Running Nagios-style checks in the Monasca agents

The Monasca agent is installed on all SUSE OpenStack Cloud servers and includes the ability to execute Nagios-style plugins as well as its own plugin scripts. For this configuration check, plugins need to be installed on the required server then added to the Monasca configuration under /etc/monasca/agent/conf.d. Care should be taken as plugins that take a long time (greater than 10 seconds) to run can result in the Monasca agent failing to run its own checks in the allotted time and therefore stopping all client monitoring. Issues have been seen with hardware monitoring plugins that can take greater than 30 seconds and any plugins relying on name resolution when DNS services are not available. Details on the required Monasca configuration can be found at https://github.com/openstack/monasca-agent/blob/master/docs/Plugins.md#nagios-wrapper.

Use Case:

  • Local host checking. As an operator I want to run a local monitoring check on my host to check physical hardware. Check status and alert management will be based around the Operations Console, not Nagios.

Limitation

  • As mentioned earlier, care should be taken to ensure checks do not introduce load or delays in the Monasca agent check cycle. Additionally, depending on the operating system the node is running, plugins or dependencies may not be available.

Using Nagios as a central dashboard

It is possible to create a Nagios-style plugin that will query the Monasca API endpoint for an alarm status to create Nagios alerts and alarms based on Monasca alarms and filters. Monasca alarms appear in Nagios using two approaches, one listing checks by service and the other listing checks by physical host.

In the top section of the Nagios-style plugin, services can be created under a dummy host, monasca_endpoint. Each service retrieves all alarms based on defined dimensions. For example the ardana-compute check will return all alarms with the compute (Nova) dimension.

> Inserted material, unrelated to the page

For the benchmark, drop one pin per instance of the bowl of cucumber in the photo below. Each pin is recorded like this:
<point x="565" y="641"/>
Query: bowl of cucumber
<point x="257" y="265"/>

In the bottom section, the physical servers making up the SUSE OpenStack Cloud cluster can be defined and checks can be run. For example, one could check the server hardware from the Nagios server using a third party plugin and the another could retrieve all monasca alarms related to that host.

To build this configuration, a custom Nagios plugin (Please see example plugin at: https://github.com/openstack/python-monascaclient/tree/stable/pike/examples) was created with the following options:

check_monasca –c CREDENTIALS -d DIMENSION -v VALUE

Examples:

To check alarms on test-ccp-comp001-mgmt you would use:

check_monasca –c service.osrc –d hostname –v test-ccp-comp001-mgmt

To check all Network related alarms, you would use:

check_monasca –c service.osrc –d service –v networking

Use Cases:

  • Multiple clouds, integrating SUSE OpenStack Cloud monitoring with existing monitoring capabilities or viewing Monasca alerts in Nagios, fully integrating Monasca alarms with Nagios alarms and workflow.

  • In a predominantly Nagios or Icinga-based monitoring environment, Monasca alarm status can be integrated into existing processes and workflows. This approach works best for checks associated with physical servers running the SUSE OpenStack Cloud services.

  • With multiple SUSE OpenStack Cloud clusters, all of their alarms can be consolidated into a single view, the current version of Operations Console is for a single cluster only.

Limitations

  • Nagios has a more traditional configuration model that requires checks to belong to predefined services and hosts, this is not well suited in highly dynamic cloud environments where the lifespan of virtual instances can be very short. One possible solution is with Icinga2 which has an API available to dynamically add host and service definitions, the check plugin could be extended to create alarm definitions dynamically as they occur.

    The key disadvantage is that multiple alarms can appear as a single service. For example, suppose there are 3 warnings against one service. If the operator acknowledges this alarm and subsequently a 4th warning alarm occurs, it would not generate an alert and could get missed.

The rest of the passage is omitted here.